Look across deep time, however, and the events of last December can be seen as part of immensely slow geological processes that have gone on for billions of years. "An earthquake of this magnitude, in this part of the world, has probably occurred about a million times [in the last two hundred million years]," Christopher Scotese, a geophysicist at the University of Texas-Arlington, told CNN.
In Connecticut, geologists have described an area of bedrock that suggests similar sorts of earthquakes may have also occurred during the time eastern North America was being stitched together, nearly half a billion years ago.
The cause of the Indian Ocean tsunamis was a "megathrust" event, where a portion of the earth's crust known as the Indian Plate slipped along and under an adjoining portion of crust known as the Burma Plate. The forces involved in these "oceanic-oceanic" convergences are immense. This most recent megathrust caused an earthquake deep beneath the Indian Ocean, generating massive waves that quickly spread hundreds across hundreds of miles of its surface.
Studies of the area reveal a deep oceanic trench, called the Sunda Trench, that marks a boundary where the Indian and Burma plates converge, forcing the Indian plate beneath, and into the earth's core. Adjacent is a string of volcanic islands, the island arc of Sumatra, formed as the tremendous heat and pressure of plate collisions press molten rock up to the surface.

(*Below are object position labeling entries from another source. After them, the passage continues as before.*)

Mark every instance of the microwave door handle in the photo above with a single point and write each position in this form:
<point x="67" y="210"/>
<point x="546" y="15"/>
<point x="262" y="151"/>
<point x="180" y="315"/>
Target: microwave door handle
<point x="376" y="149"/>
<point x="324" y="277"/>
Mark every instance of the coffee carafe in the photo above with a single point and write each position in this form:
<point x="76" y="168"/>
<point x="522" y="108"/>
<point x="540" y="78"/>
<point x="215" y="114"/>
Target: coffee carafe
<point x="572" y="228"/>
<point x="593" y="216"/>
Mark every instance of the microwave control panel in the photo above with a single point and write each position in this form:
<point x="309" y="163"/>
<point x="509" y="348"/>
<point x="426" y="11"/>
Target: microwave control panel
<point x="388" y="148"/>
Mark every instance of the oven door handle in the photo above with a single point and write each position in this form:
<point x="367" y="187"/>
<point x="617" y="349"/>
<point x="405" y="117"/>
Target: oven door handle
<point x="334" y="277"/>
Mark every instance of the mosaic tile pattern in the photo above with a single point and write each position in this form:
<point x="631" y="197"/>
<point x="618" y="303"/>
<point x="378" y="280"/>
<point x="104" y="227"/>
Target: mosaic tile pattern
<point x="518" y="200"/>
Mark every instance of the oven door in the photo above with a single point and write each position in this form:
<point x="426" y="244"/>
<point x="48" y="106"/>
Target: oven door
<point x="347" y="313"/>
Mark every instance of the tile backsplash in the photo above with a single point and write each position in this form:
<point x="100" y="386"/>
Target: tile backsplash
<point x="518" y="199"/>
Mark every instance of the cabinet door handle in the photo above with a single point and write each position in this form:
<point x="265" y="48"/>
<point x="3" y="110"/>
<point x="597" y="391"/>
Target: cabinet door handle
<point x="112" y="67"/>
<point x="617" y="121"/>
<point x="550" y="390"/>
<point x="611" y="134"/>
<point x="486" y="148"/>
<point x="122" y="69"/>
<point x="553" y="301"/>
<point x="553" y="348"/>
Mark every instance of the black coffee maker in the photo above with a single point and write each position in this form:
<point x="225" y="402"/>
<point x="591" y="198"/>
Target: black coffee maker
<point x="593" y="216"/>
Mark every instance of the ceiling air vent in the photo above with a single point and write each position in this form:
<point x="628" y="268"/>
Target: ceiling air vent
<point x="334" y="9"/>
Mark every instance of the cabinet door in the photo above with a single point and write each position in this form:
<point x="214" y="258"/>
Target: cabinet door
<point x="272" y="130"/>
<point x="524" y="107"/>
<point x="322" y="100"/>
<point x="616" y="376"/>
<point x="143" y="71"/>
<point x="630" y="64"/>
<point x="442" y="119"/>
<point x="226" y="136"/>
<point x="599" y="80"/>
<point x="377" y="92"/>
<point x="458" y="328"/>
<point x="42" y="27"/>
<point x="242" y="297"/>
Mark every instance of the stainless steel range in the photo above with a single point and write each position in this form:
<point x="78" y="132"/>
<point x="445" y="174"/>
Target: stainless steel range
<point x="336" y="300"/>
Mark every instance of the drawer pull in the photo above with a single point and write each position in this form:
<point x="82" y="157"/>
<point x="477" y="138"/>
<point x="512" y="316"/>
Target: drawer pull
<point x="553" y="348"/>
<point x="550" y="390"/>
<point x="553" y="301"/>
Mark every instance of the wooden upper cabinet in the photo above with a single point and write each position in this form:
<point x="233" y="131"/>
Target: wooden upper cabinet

Look at the Bedrock Geologic Map of Connecticut and an area thought to be the remains of an ancient volcanic island arc can be seen just east of the Hartford Basin, the state's central lowlands. Known as the Bronson Hills, these islands are thought to have been formed as oceanic plates beneath a former ocean, Iapetus, converged perhaps a half a billion years ago.
Most of the state today is made up of what was once the seafloor beneath Iapetus, long since metamorphosed into gneiss and schist as the ocean narrowed and eventually closed. In between is another area of gneiss and schist believed to have been formed by the metamorposis of the Bronson Hills island arc.
We will never know exactly what occurred during the time North America and our region were formed, but we are able to form a picture from events such as the tragedy of the Indian Ocean earthquake and tsunamis. It was the renowned geologist James Hutton who saw the present as the key to understanding the geologic past, and that insight still guides much of geological science today.